[FM Discuss] wikimania presentation

Andy Oram andyo at oreilly.com
Tue Aug 25 18:41:53 PDT 2009


Good luck, Adam. The notes are wonderful, and much too much already, I'm sure. I bet you'd need half a day to explain it (unless the audience is already super-sophisticated.

Nonetheless, I can't resist offering some more.

--------------------------------------------------

  * THE Author
  * THE Publisher
  * Copyright

AO: Something doesn't look right, does it? One of those doesn't
fit. Why focus on copyright when it's just a legal vehicle for so many
deeper concepts, such as distribution and the relationship to the
public?

One way to improve your triad, I think, is to substitute "THE Public"
or "THE Readers" for "Copyright." Another approach is to substitute
"Means of distribution" and mention that copyright is subsumed under
that.
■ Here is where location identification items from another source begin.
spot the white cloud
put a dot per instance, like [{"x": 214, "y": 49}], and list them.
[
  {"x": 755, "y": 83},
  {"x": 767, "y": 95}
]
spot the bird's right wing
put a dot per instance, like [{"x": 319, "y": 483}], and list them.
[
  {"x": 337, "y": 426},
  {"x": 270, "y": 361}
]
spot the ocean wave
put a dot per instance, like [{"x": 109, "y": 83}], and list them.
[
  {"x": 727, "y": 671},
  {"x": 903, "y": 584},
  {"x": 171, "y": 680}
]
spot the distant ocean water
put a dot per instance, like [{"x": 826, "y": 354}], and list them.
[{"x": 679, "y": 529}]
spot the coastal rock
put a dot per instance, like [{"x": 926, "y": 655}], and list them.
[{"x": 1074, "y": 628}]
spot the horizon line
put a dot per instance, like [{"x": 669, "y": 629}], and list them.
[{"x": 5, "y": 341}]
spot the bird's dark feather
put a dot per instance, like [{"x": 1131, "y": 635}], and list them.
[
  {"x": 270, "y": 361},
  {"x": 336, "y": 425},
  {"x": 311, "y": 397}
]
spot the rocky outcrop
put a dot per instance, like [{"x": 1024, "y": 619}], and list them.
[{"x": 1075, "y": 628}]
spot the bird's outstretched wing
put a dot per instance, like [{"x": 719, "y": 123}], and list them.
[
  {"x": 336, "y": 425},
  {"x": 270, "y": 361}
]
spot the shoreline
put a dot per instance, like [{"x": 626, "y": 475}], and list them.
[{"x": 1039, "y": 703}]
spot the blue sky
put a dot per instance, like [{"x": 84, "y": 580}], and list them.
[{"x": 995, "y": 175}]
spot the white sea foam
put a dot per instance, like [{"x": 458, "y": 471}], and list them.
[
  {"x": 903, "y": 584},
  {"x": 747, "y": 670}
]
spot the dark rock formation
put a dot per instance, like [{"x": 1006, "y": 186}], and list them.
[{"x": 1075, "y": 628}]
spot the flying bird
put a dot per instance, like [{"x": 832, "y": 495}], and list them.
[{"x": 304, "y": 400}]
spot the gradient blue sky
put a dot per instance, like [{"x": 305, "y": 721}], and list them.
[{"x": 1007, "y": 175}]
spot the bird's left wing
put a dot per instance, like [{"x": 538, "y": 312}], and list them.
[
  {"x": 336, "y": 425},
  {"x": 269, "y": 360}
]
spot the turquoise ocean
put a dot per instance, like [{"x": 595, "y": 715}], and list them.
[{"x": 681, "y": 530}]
Either change will lead you in interesting directions.

The public (or readers) are a critical factor not just because they
buy (or click on ads) but because they endorse the publication by
talking it up and making the publications they like central to their
culture. (Example: O'Reilly's Camel book.)

Can the public (or readers) be a barrier? Sure, if they aren't willing
to pay or somehow support the other two parties.
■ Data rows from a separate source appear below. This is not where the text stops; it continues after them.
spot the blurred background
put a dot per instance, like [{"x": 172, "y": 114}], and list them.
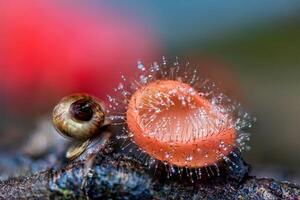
[{"x": 252, "y": 49}]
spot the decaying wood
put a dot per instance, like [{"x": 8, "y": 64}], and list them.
[{"x": 114, "y": 175}]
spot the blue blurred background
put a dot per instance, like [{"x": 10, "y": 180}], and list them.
[{"x": 251, "y": 47}]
--------------------------------------------------

  # the Ubuntu Handbook published under a cc license by McGraw Hill with a
  '(c) - all rights reserved' notice right next to the 'CC-SA-BY' notice

AO: Yes, it looks absurd. Actually, it's rational. The content is
free, but the layout is controlled. Reprinting the text as another
book is legal. Photocopying the McGraw Hill book and redistributing it
is not. But still, the example is good to show the weird platypus-like
condition the publishing industry is passing through.

--------------------------------------------------

  slide 5

AO: I strongly urge you to add another item under this: shared
responsibility. Readers are no longer merely consumers. It's up to
them to correct, edit, challenge, update, and add to the publications.
That's what FLOSS Manuals is all about. You also need to say this to
support your claim under slide 6 that "cult of the Author dissipates."

--------------------------------------------------

  //What is an Open Publisher?//

AO: Does the publisher also motivate people to write? Conventional
publishers do, and sometimes FLOSS Manuals does too.